Will you allow me to suggest that it might be better not to name any living man? The temple of modern science has been the work of many labourers not only in our own but in other countries. Some have been more busy in shaping and laying the stones, some in keeping off the Sanballats, some prophetwise in indicating the course of the science of the future. It would be hard to say who has done best service. As regards Dr. Joule, for example, no doubt he did more than any one to give the doctrine of the conservation of energy precise expression, but Mayer and others run him hard.
Of deceased Englishmen who belong to the first half of the Victorian epoch, I should say that Faraday, Lyell, and Darwin had exerted the greatest influence, and all three were models of the highest and best class of physical philosophers.
As for me, in part from force of circumstance and in part from a conviction I could be of most use in that way, I have played the part of something between maid-of-all-work and gladiator-general for Science, and deserve no such prominence as your kindness has assigned to me.
With our united kind regards to Mrs. Carpenter and yourself, ever yours very faithfully,
T.H. Huxley.
[A brief note, also, to Lady Welby, dated July 25, is characteristic of his attitude towards unverified speculation.]
I have looked through the paper you have sent me, but I cannot undertake to give any judgment upon it. Speculations such as you deal with are quite out of my way. I get lost the moment I lose touch of valid fact and incontrovertible demonstration and find myself wandering among large propositions, which may be quite true but which would involve me in months of work if I were to set myself seriously to find out whether, and in what sense, they are true.

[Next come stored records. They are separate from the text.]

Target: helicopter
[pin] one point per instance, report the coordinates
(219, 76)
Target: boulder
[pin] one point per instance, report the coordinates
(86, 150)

Moreover, at present, what little energy I possess is mortgaged to quite other occupations.
[The following letter was in answer to a request which I was commissioned to forward him, that he would consent to serve on an honorary committee of the Societe des Professeurs de Francais en Angleterre.]
January 17, 1887.
I quite forgot to say anything about the Comite d'honneur, and as you justly remark in the present strained state of foreign politics the consequences may be serious. Please tell your colleague that I shall be "proud an' 'appy." You need not tell him that my pride and happiness are contingent on having nothing to do for the honour.